In the U.S., which is expected to make up more than half of the worldwide market for interactive TVs, or NetTVs, as IDC has dubbed them, the unit deployment rate is expected to increase tenfold, from 1 million in 1999 to more than 10 million by 2004, IDC said in a statement summarizing the report, titled "NetTV Market Forecast and Analysis, 1999-2004." IDC is owned by International Data Group Inc., the parent company of IDG News Service.
Worldwide activations of NetTVs are expected to increase from 6.1 million units in 1999 to 19.5 million in 2004, according to IDC's predictions.
The NetTV revolution is fueled by what IDC said are "massive improvements" to the infrastructure, as well as lower costs for deploying TV-centric information appliances. Other factors driving the market include consumer demand for shared "new media" entertainment and information services, as well as the popularity of TV, IDC said.

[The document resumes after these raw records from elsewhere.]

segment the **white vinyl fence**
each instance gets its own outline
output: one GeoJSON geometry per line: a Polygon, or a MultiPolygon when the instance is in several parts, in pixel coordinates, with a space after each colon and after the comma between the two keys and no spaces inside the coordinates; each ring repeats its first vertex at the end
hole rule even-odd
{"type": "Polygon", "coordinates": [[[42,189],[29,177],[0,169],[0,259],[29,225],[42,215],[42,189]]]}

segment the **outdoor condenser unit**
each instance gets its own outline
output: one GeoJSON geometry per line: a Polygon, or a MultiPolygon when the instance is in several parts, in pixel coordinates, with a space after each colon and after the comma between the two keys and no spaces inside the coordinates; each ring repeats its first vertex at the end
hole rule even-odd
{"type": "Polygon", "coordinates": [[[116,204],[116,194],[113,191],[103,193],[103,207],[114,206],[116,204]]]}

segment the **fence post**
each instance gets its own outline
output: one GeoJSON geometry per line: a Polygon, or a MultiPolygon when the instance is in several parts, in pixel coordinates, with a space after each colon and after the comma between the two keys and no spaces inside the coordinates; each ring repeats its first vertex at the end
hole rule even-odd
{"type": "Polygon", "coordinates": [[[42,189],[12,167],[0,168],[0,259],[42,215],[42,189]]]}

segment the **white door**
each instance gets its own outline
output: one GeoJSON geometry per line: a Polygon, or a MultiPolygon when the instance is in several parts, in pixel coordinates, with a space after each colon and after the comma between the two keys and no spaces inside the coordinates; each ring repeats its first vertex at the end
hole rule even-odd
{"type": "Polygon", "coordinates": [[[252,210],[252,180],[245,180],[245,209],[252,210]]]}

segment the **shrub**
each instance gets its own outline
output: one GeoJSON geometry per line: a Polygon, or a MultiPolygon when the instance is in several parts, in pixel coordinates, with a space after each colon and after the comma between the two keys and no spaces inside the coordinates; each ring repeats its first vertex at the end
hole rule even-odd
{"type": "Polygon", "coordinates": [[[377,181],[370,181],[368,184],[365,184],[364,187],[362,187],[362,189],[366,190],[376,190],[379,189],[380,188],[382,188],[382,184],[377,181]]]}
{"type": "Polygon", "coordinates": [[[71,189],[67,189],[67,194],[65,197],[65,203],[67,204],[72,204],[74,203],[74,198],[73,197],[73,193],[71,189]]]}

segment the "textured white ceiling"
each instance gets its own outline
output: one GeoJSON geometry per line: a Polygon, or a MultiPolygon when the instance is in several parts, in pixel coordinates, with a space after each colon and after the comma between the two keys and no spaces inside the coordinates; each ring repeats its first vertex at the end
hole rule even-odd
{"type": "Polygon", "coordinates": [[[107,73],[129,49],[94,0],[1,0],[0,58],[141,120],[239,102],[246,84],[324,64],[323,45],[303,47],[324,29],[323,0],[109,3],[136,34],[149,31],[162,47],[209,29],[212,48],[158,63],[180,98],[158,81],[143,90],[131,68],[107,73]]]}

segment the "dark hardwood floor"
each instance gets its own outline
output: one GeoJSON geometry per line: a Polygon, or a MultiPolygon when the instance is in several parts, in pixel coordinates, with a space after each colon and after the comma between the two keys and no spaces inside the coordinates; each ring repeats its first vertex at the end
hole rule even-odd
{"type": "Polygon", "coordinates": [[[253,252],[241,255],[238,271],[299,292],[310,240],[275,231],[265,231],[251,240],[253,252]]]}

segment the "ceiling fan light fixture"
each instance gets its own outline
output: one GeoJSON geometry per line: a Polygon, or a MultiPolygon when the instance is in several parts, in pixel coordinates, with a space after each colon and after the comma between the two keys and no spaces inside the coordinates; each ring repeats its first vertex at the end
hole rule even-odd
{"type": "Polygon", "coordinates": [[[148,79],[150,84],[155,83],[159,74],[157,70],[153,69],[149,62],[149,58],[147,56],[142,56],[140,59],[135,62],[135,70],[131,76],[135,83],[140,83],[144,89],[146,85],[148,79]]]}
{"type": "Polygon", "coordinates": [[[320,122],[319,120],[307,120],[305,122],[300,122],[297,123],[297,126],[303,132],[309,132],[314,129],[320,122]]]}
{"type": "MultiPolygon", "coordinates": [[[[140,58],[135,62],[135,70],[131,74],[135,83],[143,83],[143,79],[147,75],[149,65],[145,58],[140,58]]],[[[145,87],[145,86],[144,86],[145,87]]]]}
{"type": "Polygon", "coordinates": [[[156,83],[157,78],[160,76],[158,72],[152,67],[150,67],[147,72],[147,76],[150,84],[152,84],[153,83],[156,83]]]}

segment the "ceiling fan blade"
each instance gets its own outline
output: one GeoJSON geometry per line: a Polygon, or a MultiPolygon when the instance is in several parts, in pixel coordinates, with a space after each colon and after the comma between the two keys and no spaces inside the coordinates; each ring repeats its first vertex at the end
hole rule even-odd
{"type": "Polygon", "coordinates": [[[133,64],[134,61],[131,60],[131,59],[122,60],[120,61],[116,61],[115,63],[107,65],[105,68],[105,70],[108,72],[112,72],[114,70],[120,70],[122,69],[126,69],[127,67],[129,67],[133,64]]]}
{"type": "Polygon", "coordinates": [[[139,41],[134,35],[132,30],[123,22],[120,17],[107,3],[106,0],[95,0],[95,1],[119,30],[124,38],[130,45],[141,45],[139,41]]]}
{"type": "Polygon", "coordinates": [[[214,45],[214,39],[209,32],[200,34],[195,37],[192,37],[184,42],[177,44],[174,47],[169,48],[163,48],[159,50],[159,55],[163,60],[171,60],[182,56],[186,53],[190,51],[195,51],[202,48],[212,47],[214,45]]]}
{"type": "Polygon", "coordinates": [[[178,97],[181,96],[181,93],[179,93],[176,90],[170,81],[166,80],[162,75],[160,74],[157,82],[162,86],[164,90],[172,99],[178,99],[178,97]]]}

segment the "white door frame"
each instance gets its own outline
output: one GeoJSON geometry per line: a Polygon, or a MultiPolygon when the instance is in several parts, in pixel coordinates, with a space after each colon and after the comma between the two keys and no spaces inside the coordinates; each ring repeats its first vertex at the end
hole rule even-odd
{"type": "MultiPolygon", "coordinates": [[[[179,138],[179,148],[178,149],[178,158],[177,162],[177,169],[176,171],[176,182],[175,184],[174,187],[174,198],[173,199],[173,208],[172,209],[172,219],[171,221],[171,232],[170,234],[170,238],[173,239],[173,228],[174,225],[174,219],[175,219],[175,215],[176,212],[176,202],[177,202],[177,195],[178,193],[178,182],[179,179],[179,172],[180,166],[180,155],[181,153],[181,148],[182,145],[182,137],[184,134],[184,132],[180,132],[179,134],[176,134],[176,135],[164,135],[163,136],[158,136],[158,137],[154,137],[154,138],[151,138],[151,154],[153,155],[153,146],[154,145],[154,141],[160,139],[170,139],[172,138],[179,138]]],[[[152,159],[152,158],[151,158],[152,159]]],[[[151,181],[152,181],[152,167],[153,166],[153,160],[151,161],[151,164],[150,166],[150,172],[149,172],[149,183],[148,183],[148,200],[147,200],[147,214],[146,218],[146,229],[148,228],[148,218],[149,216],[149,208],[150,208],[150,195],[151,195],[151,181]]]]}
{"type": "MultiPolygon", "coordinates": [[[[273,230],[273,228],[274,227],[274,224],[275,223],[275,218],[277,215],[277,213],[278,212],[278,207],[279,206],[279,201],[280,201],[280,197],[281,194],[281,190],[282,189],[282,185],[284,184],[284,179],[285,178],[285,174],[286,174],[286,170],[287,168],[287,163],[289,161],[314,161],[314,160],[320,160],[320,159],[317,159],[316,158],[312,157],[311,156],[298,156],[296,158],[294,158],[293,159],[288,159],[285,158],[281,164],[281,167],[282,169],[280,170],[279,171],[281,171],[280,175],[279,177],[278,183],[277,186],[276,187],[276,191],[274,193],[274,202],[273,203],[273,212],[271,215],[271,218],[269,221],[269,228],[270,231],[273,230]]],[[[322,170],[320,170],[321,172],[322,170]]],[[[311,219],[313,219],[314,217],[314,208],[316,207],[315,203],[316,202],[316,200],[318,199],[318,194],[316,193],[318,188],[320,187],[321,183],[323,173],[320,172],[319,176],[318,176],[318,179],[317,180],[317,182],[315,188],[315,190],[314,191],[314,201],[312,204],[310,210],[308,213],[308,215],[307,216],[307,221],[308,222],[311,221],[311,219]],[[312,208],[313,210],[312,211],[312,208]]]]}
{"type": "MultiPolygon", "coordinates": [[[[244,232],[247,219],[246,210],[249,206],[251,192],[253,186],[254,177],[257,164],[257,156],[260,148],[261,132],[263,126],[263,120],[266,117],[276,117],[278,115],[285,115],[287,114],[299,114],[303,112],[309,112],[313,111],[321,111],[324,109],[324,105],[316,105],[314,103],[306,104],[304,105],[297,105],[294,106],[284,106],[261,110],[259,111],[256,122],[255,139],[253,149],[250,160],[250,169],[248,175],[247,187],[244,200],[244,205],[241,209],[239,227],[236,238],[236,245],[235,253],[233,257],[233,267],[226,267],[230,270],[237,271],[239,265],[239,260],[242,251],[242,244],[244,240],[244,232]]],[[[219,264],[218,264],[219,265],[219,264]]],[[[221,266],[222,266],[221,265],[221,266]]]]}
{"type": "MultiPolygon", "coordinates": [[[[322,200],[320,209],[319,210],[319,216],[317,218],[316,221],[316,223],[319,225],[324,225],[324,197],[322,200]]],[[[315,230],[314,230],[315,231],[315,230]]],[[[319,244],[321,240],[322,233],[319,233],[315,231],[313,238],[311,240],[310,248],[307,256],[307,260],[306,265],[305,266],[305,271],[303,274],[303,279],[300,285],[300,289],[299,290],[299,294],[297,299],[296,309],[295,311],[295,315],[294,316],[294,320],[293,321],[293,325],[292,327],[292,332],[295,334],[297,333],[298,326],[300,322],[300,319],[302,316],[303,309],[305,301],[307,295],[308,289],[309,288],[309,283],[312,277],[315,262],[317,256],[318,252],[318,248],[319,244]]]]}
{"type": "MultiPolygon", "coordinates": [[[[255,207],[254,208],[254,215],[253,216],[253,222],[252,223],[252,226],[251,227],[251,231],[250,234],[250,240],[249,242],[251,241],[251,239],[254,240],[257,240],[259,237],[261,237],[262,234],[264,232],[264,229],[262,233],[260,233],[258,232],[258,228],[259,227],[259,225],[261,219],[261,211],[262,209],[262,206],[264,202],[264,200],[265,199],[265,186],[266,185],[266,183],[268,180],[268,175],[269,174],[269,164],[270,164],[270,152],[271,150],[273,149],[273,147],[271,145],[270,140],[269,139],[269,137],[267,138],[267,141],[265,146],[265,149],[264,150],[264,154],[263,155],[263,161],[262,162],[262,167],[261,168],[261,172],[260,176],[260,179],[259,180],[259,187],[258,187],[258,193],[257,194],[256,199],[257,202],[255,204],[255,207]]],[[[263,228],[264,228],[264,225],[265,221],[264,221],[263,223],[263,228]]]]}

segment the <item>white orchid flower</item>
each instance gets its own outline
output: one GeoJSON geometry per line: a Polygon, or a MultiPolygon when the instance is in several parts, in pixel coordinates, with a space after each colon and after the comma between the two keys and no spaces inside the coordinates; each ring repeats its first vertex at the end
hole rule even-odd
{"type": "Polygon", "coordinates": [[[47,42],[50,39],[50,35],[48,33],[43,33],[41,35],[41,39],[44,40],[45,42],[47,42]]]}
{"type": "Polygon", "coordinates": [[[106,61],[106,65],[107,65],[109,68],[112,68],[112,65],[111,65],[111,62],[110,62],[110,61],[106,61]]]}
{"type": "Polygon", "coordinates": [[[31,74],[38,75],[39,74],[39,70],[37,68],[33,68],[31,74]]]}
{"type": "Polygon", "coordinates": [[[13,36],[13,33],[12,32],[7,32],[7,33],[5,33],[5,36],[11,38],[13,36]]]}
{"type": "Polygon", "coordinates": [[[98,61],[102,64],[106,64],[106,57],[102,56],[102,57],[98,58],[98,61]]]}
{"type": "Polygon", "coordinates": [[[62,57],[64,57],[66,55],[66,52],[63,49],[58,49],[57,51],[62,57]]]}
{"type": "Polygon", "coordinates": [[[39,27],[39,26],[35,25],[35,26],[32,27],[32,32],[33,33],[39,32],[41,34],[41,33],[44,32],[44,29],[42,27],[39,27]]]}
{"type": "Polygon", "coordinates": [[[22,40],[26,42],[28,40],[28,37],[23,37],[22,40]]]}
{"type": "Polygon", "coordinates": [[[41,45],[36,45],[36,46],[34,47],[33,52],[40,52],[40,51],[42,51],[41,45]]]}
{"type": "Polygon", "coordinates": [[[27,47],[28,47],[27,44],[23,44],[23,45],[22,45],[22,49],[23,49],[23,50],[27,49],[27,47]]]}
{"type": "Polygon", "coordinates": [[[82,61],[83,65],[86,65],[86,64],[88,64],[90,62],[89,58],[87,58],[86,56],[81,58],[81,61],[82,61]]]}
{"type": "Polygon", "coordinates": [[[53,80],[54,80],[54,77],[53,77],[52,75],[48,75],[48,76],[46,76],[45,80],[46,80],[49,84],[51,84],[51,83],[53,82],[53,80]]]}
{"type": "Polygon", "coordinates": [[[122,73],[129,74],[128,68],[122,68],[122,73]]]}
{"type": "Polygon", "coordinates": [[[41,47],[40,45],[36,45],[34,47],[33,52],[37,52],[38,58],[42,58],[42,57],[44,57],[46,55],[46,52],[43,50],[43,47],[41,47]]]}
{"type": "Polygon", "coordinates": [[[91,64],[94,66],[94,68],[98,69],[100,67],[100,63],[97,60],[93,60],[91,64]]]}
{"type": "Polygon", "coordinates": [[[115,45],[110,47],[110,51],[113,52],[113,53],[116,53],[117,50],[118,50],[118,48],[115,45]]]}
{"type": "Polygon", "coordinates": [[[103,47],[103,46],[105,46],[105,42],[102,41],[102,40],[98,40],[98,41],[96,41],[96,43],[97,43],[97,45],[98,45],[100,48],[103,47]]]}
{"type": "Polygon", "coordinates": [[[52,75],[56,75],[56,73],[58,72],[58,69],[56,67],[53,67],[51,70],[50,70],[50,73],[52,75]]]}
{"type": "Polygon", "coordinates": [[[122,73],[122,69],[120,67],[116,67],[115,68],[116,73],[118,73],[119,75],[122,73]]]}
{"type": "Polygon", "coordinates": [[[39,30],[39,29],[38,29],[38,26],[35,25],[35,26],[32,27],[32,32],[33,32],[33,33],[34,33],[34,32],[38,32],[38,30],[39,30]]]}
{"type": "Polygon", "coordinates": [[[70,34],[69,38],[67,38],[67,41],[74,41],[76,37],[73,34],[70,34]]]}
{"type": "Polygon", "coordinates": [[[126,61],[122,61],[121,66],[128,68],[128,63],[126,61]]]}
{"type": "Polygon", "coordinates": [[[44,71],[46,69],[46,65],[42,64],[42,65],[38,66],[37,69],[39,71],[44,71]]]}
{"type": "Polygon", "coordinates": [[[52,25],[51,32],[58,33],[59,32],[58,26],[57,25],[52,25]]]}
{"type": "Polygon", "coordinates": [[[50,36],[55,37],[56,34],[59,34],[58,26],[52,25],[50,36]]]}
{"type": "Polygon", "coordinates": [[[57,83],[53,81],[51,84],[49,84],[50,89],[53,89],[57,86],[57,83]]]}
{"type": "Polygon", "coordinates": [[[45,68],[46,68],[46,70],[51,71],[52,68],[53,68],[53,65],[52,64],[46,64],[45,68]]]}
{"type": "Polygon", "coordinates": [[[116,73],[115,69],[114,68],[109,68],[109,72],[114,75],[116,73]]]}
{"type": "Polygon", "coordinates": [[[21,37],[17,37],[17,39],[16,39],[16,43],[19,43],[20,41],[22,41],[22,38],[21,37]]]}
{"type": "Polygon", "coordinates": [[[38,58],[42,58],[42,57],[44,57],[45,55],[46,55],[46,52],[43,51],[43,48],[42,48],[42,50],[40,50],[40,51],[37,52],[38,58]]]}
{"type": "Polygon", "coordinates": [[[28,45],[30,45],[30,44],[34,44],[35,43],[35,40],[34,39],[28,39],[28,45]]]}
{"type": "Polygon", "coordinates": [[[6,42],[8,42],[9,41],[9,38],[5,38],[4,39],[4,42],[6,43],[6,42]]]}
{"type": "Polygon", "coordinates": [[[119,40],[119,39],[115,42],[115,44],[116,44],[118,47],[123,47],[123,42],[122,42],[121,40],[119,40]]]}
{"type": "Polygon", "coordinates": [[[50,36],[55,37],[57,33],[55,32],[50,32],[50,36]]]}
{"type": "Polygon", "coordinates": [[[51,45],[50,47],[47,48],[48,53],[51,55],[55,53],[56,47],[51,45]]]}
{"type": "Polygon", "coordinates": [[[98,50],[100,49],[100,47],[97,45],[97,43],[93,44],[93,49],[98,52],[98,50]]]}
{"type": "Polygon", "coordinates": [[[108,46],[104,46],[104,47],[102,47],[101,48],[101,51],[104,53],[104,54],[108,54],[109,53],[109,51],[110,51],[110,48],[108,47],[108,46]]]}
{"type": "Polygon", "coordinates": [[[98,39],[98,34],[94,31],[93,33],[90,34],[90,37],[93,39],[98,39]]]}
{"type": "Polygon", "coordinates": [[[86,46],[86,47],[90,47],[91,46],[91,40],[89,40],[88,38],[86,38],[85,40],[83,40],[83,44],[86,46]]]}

With bandwidth, content, price points and system capabilities in place, the opportunity for a new type of device providing consumers with interactive features is here now, Mary Joy Scafidi, senior research analyst for IDC's Consumer Devices program, said in the statement. The devices will supplement and may even replace PCs, she added.
The long-awaited arrival of a mass market for interactive TV services has led to a recent flurry of announcements and deals between content, device and network providers.
In Asia alone, several interactive TV-centric deals were announced this week.
On Wednesday, Hong Kong-based Satellite Television Asian Region Ltd. (STAR), a wholly owned subsidiary of Rupert Murdoch's News Corp. Ltd., teamed with Taiwanese broadband Internet service provider GigaMedia Ltd. to form a joint venture that will focus on developing interactive TV services in Taiwan.
Nokia Corp., meanwhile, announced on Monday that it has reached an agreement with Fujian Radio and Film Information Network Center to participate in the rollout of interactive cable TV services in China's Fujian province.
Under the terms of the agreement, Nokia will supply its digital multimedia terminals that enable value-added interactive services, including electronic newspapers, stock market information, remote education and home banking, the Espoo, Finland-based company said in a statement.